I finished reading Janet Evanovich's Hot Six on Monday night, just slightly more than 24 hours after I started it. Granted, I read half of the book while on an airplane which skews the amount of time normally needed to finish a book. But still, I finished it awfully fast. And then I checked the Oshkosh Public Library online card catalog to see if they have the next one, Seven Up.

This, simply put, is not normal. I have read six of Evanovich's books this fall already. I am eager to read another, and will likely push it ahead of other books on my I-really-should-read-this-one-next list.

Which got me to thinking -- what is it about Evanovich's books that has me so captivated? I've read better books, books that have moved me, books that have challenged me, books with more beautiful sentences.

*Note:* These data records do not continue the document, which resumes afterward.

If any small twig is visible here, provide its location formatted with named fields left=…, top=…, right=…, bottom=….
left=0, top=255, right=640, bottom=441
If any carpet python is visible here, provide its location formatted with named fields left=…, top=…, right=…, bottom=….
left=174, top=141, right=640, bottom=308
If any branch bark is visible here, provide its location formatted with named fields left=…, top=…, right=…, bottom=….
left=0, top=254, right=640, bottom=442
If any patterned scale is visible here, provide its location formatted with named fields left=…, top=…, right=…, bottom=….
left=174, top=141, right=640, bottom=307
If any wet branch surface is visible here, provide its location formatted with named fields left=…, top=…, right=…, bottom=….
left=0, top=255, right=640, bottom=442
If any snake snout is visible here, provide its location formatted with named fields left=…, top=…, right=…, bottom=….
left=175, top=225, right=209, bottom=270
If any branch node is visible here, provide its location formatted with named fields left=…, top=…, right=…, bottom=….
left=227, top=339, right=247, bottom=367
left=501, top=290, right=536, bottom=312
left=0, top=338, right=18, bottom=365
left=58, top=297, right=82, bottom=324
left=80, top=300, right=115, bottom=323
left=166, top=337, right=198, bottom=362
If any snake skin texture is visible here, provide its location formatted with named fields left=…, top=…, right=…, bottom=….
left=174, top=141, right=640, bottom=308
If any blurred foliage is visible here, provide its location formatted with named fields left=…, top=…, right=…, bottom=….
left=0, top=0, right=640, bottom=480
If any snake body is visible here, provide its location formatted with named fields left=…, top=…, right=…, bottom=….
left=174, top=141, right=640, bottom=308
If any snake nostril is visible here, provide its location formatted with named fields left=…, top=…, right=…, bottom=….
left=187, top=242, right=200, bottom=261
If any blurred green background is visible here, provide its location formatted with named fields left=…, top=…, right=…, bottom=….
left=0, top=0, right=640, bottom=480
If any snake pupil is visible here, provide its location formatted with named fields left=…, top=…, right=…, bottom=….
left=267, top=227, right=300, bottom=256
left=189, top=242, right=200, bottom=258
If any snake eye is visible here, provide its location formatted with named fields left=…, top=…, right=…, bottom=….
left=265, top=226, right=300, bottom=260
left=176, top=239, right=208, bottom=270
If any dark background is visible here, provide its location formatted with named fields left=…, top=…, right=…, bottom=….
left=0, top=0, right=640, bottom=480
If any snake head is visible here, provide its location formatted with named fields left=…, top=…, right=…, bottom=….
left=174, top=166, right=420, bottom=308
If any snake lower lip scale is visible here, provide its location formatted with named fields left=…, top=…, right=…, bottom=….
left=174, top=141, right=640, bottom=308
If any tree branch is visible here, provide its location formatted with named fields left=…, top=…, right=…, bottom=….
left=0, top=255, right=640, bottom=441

What Evanovich has is the power of the hook. She knows exactly where to break a chapter so that I have to go on and read the next chapter. And the next. And the next. She also knows exactly how to end a book to resolve the plot of that one, but to set herself up for her characters to come back. Her sense of timing is impeccable, a useful skill since her books are awfully funny, and she knows how to put a punchline into prose.

Timing, or call it pacing, is important for writing. Knowing when to draw out a scene in prose slo-mo or keep the pace up to heighten tension is tantamount to good fiction. Draw it out too much and readers get bored. Rush through and they wonder what exactly happened. Forget coming up with a plot -- figuring out the timing to keep readers reading may be the hardest part of writing fiction.